Tout le monde a fait au moins une fois l’expérience : les assauts répétés d’une armée de télévendeurs dont la mission est de vous proposer ce dont vous n’auriez osé rêver, et cela au pire moment de la journée…
En Suisse, il n’existe toujours pas de législation claire pour sanctionner la pratique du démarchage au téléphone. Pourtant, le marché représente à peu près cinquante millions d’appels par an. Il existe des modes de démarchage pour les titres de presse, les opérateurs de téléphonie, mais aussi le vin, les appareils ménagers, jusqu’aux dessous féminins…
Face à l’excès, le parlement avait promis de s’attaquer au démarchage téléphonique mais cet effort ne semble pas avoir porté ses fruits, puisqu’à ce jour le secteur ne répond à aucun code éthique particulier.
Il existe bien un code moral, mais il n’est reconnu à ce jour par aucun organe fédéral. La plupart des centres d’appels opérant en Suisse sont représentés par Callnet.ch.
Tous ses membres s’engagent à protéger les données des clients appelés, à répondre à des principes de clarté et de vérité au lancement d’un appel, à ne pas appeler en dehors des heures habituellement permises, et à éviter les formules de vente dites trop suggestives, voire agressives. La plupart du temps, ces critères semblent respectés. Les caisses maladie sont en première ligne puisqu’elles aussi pratiquent régulièrement le démarchage au téléphone. En ce qui les concerne, trois lacunes existent dans le code de conduite :
– Premièrement, la fréquence des appels n’y est nullement mentionnée, et c’est pourtant cette fréquence qui fait l’objet du plus grand mécontentement. Un exemple simple peut le prouver : un client a beau demander avec empressement à son interlocuteur que son nom soit rayé de la liste, la plupart du temps cela n’a aucun effet et les appels ne cessent que le jour où une plainte en bonne et due forme est déposée… Une plainte qui n’aboutit jamais, la procédure étant très compliquée. Les démarcheurs ne sont ainsi jamais sanctionnés. Mais, au fond, où se situe véritablement la limite entre harcèlement et agressivité ? Au premier abord, cette frontière semble délicate à tracer… Aucune législation ne la délimite.
– Deuxièmement, une question de fond s’impose : peut-on spéculer sur des questions qui relèvent de la santé par la magie d’un entretien téléphonique qui n’excède jamais plus de cinq minutes ?

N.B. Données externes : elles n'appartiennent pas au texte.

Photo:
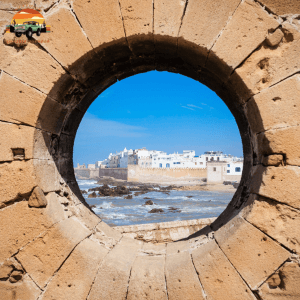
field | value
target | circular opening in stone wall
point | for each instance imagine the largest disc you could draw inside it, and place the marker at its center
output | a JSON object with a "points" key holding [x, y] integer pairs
{"points": [[158, 147]]}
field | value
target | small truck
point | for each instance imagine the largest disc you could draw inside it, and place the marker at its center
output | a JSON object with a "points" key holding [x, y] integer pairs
{"points": [[28, 28]]}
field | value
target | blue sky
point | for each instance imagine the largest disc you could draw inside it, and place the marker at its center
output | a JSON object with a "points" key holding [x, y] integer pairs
{"points": [[160, 111]]}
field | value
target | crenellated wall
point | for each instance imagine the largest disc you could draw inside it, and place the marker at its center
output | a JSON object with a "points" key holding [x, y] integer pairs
{"points": [[52, 246], [136, 173]]}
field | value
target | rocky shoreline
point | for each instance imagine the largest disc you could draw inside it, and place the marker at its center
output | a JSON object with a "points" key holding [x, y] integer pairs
{"points": [[110, 187]]}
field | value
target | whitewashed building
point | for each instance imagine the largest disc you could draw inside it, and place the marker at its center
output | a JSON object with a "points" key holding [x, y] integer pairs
{"points": [[160, 159]]}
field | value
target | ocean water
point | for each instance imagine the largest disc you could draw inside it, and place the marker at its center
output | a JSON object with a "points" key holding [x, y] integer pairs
{"points": [[119, 211]]}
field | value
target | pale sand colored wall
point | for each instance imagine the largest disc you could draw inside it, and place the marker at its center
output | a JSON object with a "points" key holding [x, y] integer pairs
{"points": [[52, 246]]}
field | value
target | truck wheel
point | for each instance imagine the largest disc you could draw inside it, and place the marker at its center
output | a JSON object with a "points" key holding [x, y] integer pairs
{"points": [[29, 34]]}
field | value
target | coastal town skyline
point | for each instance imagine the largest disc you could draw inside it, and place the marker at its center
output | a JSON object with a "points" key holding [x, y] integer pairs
{"points": [[154, 109]]}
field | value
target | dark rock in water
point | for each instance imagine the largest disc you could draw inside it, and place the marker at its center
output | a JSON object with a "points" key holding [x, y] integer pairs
{"points": [[149, 202], [140, 193], [174, 209], [156, 210], [167, 188], [92, 195], [105, 190]]}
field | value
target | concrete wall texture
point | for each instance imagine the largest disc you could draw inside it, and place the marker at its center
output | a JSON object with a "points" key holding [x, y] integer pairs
{"points": [[52, 246], [136, 173], [118, 173]]}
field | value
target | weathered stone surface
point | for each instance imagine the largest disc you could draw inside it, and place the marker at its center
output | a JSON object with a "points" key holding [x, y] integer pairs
{"points": [[273, 160], [22, 290], [24, 65], [138, 23], [106, 236], [285, 141], [268, 65], [28, 103], [181, 277], [147, 280], [101, 20], [177, 247], [282, 8], [285, 285], [219, 279], [15, 276], [167, 21], [15, 137], [109, 231], [75, 57], [275, 38], [54, 208], [46, 175], [246, 30], [278, 183], [75, 278], [275, 107], [37, 198], [195, 37], [5, 270], [20, 224], [112, 279], [164, 231], [42, 257], [279, 221], [254, 255]]}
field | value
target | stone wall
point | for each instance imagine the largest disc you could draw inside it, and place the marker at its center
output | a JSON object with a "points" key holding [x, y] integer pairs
{"points": [[87, 173], [165, 231], [117, 173], [52, 246], [136, 173]]}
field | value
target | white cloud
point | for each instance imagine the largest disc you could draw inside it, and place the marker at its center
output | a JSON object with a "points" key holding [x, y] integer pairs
{"points": [[187, 107], [93, 127], [192, 105]]}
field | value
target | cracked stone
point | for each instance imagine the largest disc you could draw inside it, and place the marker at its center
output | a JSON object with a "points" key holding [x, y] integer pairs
{"points": [[15, 276], [275, 38], [37, 198]]}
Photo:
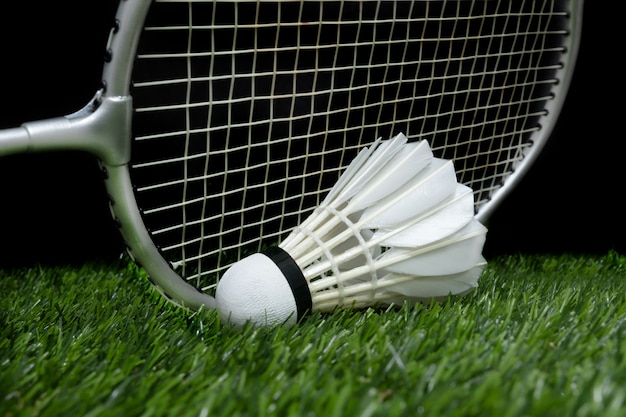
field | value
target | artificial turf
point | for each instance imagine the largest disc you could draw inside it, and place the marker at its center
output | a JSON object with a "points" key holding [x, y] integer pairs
{"points": [[543, 335]]}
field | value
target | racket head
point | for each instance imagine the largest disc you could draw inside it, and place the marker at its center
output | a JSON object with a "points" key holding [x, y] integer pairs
{"points": [[246, 113]]}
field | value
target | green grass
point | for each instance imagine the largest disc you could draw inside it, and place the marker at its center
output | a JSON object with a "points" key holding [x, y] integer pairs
{"points": [[542, 336]]}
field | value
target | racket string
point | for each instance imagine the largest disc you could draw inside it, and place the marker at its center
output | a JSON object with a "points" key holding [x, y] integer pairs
{"points": [[247, 112]]}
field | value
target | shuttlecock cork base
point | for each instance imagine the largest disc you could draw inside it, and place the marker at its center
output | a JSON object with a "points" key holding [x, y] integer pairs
{"points": [[396, 227]]}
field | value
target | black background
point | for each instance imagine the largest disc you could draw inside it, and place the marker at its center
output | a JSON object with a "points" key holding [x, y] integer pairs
{"points": [[53, 208]]}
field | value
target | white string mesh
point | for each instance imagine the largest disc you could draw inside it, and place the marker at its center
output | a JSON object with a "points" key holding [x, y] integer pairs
{"points": [[247, 112]]}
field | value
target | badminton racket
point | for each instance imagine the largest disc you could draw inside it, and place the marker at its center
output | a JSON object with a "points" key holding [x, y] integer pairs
{"points": [[220, 125]]}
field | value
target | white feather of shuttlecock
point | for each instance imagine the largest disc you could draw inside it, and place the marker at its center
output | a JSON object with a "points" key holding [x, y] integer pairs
{"points": [[397, 226]]}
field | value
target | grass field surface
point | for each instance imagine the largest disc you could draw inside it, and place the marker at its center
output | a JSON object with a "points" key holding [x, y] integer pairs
{"points": [[541, 336]]}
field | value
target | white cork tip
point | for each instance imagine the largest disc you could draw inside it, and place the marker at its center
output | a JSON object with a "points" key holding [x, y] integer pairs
{"points": [[255, 290]]}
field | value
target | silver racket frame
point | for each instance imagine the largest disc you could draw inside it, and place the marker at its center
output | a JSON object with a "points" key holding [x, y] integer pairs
{"points": [[103, 128]]}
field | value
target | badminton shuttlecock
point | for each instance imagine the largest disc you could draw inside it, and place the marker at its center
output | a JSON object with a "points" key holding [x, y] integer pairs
{"points": [[396, 227]]}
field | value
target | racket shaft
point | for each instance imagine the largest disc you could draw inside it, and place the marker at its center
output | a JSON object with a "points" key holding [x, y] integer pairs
{"points": [[103, 131]]}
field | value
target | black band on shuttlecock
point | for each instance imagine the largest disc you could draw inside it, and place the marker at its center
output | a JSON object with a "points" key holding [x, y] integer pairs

« Oui », rétorquent les call centers mandatés par les assureurs, puisque l’assentiment oral du démarché ne conduit qu’à un dialogue, voire à un conseil, qui n’engage pas la personne démarchée à changer quoi que ce soit dans l’édifice de ses prestations. Mais la parade semble là toute trouvée, et insatisfaisante, le conseiller ne recherchant pas la distraction, mais la réussite de l’opération de courtage.
L’assentiment oral est également sujet à caution. Certaines personnes n’ont pas la force de refuser ou de contrevenir au marché proposé, ou quelquefois n’ont pas la possibilité par incompréhension de la langue. Mais le mal est fait, un accord oral a la même valeur qu’un contrat signé.
– Ce qui nous amène au troisième point : en Suisse, la possibilité de se rétracter n’est pas sérieusement encadrée. Il n’existe à ce jour aucune disposition claire. En Allemagne, une loi sans équivoque est entrée en vigueur en 2009. Tout contrat conclu par téléphone peut être annulé par le client. Le télémarketing déloyal est sanctionné d’une amende pouvant atteindre 10000 euros dès la simple utilisation de numéros masqués…
Cette législation peut paraître un peu excessive. Mais les nombreuses plaintes face à un phénomène qui avait pris trop d’ampleur a poussé les associations de consommateurs à y mettre un frein. La liste n’est pas exhaustive… La fédération romande des consommateurs tente depuis plusieurs années d’initier le même type de riposte. Pour le moment la FRC accuse l’espace politique suisse de ne pas se soucier du sujet.
La Confédération doit pourtant se prononcer. Soit elle accepte le démarchage téléphonique, et dans ce cas tout est clair et il devient inutile de revenir en arrière, soit elle n’accepte pas, et pose ses conditions. Les assureurs seraient alors contraints de revoir une partie de leur budget dévolue au démarchage.
Déjà pointées du doigt, accusées de ponctionner les plus fragiles quand il est parfois si difficile de joindre les deux bouts, les caisses maladie suisses ont tort de se lancer à tout crin dans des opérations de courtage qui ne les honorent pas et font le jeu des supporters de la caisse unique. Selon les Hôpitaux universitaires de Genève, dans un rapport récemment rendu public, 15% des Genevois ont préféré décliner certains soins de santé pour des raisons économiques entre 2008 et 2009.